The base of your rectangle is the distance between x-values , which is called $∆x$, or the change in x .

The height of your rectangles will be the y-values you get by plugging in a specific x-value . The notation for that looks like $f\left(x_i\right)$. Where the input, $x_i$, is what changes the height of each rectangle. Those inputs , x-values , will be the key to determining the height of each of your rectangles .

$\mathit{Area}=\mathit{base}\bullet \mathit{height}$

$A=b\bullet h$

$A=∆x\bullet f\left(x_i\right)$

You will be given directions on:

i)                     How to break your overall x-interval , [ a , b ], into the smaller subintervals , $∆x$, that you will use as the $\mathit{base}=∆x$ . The $∆x$ is often the same value from rectangle to rectangle, but you will see AP Calc Exam questions that only provide you a table of values , and that table of values may not have a consistent $∆x$. Be careful when using a table.

ii)                   How to select the evaluation point, $x_i$, you will use to find your $\mathit{height}=f\left(x_i\right)$.

The five most common methods for selecting the evaluation point are the Left Hand Sum, Right Hand Sum, Midpoint Sum, Upper Sum, and Lower Sum.

Left Hand Sum

Right Hand Sum

Midpoint Sum

Upper Sum

Lower Sum

The evaluation points, $x_i$, are the left hand endpoint of your subintervals .

The evaluation points, $x_i$, are the right hand endpoints of your subintervals .

The evaluation points, $x_i$, are the midpoint of your subintervals .

The upper sum requires you to make the decision for the evaluation point, $x_i$. You must choose either the left or right endpoint of the x-subinterval as your $x_i$ based on which one gives the largest y-value .

The lower sum requires you to make the decision for the evaluation point, $x_i$. You must choose either the left or right endpoint of the x-subinterval as your $x_i$ based on which one gives the smallest y-value .

The Summation Portion:

Once you have calculated the area of the rectangle for each of your subintervals, you then add up all those areas to get the net area between a curve and the x-axis . Net area means you treat area above the x-axis as positive and area below the x-axis as negative, and then add them all up.

A positive net area does not tell you that all the area is above the x-axis only that there is more area above the x-axis than area below the x-axis .

A negative net area does not tell you that all the area is below the x-axis only that there is more area below the x-axis than area above the x-axis .

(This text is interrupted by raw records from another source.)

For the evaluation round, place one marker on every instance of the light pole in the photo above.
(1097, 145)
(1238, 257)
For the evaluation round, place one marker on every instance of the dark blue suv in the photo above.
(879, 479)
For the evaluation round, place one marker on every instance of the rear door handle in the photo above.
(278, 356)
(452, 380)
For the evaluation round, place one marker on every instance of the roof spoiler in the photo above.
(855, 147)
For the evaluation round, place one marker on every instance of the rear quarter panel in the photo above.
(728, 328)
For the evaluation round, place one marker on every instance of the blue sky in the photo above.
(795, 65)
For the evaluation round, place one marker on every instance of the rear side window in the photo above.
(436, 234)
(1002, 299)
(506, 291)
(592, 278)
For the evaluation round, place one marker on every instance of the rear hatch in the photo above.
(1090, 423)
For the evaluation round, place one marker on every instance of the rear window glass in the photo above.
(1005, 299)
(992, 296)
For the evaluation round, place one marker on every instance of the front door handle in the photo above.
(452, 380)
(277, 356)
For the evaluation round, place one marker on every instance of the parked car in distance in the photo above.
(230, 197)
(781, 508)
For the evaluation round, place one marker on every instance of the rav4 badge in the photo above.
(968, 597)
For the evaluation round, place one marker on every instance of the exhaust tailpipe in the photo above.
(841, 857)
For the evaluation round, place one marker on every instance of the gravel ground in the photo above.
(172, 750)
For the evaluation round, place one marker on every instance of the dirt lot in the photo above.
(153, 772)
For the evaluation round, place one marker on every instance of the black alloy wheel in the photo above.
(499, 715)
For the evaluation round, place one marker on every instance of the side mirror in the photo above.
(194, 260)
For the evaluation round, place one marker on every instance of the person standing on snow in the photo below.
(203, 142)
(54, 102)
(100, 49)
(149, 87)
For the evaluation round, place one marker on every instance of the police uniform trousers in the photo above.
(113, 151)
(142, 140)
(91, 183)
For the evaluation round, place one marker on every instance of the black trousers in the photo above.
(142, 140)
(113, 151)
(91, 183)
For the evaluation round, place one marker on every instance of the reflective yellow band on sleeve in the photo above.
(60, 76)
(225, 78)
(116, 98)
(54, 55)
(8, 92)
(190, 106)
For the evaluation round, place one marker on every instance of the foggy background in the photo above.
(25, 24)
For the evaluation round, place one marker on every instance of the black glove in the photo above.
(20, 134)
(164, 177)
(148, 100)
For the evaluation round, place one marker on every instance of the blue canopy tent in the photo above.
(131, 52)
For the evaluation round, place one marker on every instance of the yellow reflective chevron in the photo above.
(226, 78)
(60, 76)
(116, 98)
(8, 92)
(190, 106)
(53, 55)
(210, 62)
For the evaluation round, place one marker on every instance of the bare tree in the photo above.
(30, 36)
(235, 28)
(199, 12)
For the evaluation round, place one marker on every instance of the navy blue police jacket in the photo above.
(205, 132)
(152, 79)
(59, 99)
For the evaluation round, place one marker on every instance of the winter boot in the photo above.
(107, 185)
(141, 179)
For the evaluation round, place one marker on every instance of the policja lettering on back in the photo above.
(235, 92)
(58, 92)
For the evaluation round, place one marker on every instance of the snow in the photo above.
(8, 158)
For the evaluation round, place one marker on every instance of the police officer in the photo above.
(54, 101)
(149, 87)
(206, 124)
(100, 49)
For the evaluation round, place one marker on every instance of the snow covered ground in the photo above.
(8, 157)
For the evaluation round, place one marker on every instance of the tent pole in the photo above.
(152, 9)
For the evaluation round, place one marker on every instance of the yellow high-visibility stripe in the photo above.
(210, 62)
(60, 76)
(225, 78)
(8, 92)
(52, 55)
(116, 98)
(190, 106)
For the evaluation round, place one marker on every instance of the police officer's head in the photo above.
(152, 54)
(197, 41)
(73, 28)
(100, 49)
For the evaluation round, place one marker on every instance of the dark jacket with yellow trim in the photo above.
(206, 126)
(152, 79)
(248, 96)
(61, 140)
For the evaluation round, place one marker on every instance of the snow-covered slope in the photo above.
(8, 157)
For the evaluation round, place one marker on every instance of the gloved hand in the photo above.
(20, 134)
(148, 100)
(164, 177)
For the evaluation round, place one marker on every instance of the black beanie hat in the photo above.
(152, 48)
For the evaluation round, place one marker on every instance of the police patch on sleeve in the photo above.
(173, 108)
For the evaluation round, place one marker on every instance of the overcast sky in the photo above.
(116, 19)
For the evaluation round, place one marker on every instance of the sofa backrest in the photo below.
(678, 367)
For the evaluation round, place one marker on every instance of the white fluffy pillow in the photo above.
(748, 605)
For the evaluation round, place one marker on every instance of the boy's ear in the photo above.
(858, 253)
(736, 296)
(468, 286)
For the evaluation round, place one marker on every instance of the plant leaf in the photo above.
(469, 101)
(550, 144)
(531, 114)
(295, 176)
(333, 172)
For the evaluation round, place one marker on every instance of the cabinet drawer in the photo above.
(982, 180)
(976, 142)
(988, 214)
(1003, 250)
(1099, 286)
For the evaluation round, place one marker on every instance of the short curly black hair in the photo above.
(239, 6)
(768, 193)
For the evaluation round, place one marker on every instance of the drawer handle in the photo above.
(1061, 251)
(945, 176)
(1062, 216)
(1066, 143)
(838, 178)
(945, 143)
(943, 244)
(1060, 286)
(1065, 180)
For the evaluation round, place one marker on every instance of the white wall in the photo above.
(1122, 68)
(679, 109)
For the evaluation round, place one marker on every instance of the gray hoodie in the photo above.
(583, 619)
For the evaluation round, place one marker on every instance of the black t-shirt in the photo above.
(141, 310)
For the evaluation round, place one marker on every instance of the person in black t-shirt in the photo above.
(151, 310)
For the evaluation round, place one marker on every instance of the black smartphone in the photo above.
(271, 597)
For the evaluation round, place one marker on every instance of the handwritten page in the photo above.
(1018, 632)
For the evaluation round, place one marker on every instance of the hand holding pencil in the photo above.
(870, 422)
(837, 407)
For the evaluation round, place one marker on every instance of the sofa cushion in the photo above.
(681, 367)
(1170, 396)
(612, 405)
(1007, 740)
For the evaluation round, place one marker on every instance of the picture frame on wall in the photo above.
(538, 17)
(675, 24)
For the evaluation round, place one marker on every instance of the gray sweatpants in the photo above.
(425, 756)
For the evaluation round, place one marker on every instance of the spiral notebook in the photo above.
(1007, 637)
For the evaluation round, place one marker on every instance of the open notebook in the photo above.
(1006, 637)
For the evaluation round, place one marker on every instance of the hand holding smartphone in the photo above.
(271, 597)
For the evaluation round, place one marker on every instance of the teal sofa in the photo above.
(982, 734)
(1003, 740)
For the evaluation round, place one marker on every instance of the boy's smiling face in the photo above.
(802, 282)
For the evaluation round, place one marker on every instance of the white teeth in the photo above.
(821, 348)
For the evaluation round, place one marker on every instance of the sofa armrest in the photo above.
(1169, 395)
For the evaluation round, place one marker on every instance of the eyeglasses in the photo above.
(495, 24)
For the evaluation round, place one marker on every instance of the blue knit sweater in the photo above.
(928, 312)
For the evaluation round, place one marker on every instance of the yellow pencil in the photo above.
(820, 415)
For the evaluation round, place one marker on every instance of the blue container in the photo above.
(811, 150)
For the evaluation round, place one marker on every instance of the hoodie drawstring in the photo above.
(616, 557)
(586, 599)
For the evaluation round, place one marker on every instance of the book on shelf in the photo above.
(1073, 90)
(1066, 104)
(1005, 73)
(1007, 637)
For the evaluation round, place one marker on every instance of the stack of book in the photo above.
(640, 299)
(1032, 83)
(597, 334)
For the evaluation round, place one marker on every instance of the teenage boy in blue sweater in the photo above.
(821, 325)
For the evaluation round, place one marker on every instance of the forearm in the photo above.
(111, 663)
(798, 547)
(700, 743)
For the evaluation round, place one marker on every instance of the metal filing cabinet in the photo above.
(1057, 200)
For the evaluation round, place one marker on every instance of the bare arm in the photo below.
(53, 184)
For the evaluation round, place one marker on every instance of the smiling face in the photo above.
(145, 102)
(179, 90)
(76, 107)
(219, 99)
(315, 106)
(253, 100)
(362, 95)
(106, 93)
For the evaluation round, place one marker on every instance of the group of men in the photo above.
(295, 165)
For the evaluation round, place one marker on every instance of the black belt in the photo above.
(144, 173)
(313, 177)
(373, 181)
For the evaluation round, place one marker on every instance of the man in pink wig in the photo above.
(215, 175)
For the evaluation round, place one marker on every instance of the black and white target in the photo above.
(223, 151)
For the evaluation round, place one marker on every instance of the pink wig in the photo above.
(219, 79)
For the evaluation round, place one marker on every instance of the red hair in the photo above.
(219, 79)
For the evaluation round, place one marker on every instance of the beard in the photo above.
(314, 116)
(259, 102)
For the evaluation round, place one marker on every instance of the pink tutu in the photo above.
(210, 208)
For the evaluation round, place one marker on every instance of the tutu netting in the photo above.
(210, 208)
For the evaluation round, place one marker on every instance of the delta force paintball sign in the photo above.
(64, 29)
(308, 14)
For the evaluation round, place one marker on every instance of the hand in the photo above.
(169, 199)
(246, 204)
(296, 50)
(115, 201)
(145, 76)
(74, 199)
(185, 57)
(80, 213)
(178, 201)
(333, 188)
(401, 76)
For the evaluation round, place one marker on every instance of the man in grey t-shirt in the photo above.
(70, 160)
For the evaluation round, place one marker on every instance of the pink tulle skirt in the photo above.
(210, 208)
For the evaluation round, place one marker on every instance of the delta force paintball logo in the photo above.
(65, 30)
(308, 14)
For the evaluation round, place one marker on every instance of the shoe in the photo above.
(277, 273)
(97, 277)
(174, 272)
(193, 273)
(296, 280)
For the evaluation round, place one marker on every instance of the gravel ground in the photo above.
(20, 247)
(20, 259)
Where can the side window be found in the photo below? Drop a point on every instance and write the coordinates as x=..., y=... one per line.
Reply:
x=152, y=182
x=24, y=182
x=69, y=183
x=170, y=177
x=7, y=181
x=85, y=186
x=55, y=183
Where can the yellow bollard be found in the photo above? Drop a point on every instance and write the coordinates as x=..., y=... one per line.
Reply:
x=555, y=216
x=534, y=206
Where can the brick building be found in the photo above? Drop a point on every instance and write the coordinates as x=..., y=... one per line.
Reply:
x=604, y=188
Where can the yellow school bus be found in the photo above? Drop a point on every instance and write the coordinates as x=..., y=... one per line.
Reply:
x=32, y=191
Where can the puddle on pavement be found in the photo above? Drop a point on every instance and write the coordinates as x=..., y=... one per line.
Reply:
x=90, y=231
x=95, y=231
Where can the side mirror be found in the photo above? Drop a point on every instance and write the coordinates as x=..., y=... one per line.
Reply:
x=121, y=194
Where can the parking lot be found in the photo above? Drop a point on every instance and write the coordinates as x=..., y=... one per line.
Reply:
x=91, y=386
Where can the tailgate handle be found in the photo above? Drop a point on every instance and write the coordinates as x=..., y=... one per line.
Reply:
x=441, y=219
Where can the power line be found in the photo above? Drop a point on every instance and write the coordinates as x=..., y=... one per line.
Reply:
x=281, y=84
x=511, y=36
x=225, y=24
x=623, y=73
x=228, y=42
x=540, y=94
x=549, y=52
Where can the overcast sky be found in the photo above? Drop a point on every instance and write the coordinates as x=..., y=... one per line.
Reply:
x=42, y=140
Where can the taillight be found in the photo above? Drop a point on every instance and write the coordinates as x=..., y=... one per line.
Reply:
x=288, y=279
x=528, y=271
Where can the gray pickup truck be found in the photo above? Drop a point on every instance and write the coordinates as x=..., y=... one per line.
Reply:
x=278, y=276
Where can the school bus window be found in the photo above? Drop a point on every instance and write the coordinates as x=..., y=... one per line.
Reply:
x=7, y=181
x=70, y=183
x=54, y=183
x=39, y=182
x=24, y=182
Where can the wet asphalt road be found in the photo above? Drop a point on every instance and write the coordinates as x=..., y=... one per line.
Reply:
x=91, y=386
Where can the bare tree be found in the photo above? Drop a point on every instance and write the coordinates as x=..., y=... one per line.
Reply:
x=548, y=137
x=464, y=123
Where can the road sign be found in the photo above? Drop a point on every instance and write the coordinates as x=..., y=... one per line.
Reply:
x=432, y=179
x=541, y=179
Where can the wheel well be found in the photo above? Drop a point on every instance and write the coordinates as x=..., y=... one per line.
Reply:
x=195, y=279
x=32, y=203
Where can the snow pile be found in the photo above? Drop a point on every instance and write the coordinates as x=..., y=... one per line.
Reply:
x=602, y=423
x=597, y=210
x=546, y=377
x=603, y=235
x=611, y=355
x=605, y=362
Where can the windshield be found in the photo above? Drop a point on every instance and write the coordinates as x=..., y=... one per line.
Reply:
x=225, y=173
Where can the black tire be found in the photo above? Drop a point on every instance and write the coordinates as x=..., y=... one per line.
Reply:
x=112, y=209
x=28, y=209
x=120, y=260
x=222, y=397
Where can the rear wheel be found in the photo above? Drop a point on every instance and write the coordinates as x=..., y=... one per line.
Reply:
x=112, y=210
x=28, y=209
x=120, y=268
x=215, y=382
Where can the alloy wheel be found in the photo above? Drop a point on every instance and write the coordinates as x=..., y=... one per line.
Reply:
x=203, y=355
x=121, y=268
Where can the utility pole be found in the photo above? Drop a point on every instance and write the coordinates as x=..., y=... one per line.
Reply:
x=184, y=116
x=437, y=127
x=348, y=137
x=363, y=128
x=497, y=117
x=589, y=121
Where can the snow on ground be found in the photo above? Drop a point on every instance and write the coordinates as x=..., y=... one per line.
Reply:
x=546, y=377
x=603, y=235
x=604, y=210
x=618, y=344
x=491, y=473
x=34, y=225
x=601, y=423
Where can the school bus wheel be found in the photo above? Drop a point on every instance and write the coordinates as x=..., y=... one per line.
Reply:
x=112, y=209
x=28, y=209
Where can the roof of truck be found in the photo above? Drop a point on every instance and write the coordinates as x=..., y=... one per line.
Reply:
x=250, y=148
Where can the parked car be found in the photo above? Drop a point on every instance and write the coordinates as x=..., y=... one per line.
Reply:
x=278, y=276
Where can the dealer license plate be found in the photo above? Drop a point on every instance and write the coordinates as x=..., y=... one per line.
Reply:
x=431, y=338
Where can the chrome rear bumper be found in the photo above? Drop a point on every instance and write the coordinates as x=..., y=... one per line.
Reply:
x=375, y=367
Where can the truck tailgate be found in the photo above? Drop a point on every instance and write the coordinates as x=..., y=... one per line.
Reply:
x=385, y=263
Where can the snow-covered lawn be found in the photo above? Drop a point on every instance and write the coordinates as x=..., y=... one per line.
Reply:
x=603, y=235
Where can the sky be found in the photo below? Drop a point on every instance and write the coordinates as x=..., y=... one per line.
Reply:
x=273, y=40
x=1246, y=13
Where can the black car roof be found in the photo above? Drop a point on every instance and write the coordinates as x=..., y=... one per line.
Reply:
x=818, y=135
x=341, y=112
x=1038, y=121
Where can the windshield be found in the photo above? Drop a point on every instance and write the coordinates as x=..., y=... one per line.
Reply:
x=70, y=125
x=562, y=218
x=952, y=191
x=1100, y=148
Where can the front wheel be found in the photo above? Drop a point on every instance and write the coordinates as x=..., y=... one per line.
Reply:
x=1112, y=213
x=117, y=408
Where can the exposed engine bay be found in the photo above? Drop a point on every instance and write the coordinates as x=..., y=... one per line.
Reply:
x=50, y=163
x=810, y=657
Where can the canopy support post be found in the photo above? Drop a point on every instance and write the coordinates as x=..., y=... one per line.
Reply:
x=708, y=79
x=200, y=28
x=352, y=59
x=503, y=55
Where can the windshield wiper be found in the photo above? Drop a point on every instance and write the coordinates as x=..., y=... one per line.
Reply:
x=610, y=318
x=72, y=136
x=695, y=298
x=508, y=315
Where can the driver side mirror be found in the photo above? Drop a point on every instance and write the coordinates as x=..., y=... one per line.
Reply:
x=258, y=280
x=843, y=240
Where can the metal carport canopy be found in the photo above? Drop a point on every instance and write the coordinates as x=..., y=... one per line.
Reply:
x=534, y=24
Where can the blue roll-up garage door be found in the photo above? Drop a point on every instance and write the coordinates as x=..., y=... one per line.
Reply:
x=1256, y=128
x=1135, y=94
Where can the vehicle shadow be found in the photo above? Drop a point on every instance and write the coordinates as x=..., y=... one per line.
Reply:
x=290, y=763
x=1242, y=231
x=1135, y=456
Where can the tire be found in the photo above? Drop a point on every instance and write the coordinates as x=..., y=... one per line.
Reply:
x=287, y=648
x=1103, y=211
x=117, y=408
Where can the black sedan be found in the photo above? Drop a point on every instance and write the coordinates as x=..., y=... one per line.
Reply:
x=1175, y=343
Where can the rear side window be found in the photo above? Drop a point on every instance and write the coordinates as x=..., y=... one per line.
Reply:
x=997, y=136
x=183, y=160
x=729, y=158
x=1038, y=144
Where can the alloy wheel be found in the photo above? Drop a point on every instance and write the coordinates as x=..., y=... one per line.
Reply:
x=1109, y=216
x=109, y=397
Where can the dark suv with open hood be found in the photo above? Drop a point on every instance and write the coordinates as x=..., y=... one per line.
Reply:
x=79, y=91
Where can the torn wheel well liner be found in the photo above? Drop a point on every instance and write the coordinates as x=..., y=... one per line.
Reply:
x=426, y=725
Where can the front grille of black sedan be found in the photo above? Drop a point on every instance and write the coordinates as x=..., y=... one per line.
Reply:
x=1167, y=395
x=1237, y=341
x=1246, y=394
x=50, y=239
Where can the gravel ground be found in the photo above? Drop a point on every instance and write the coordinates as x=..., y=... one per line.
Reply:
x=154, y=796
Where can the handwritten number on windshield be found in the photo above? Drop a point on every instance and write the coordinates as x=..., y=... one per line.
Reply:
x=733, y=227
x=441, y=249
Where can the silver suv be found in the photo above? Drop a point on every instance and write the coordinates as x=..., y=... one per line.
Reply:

A zero net area does not tell you that there is no area between the curve and the x-axis , only that there is equal amounts of area above and below the x-axis .

Meaning:

In terms of an actual application (word) problem your result will be the net total amount of whatever the units on the top part of your rate. In terms of $\frac{\mathit{dy}}{\mathit{dx}}$, it would be the net total of the $\mathit{dy}$ units.

If the rate’s unit is $\frac{m}{s}$, the result would be the net total meters traveled from the starting point (displacement) on the x-interval you were given, [ a , b ].

If your rate’s unit is talking fish per day, $\frac{\mathit{fish}}{\mathit{day}}$, then the result would be the net total fish accumulated during the x-interval you were given, [ a , b ].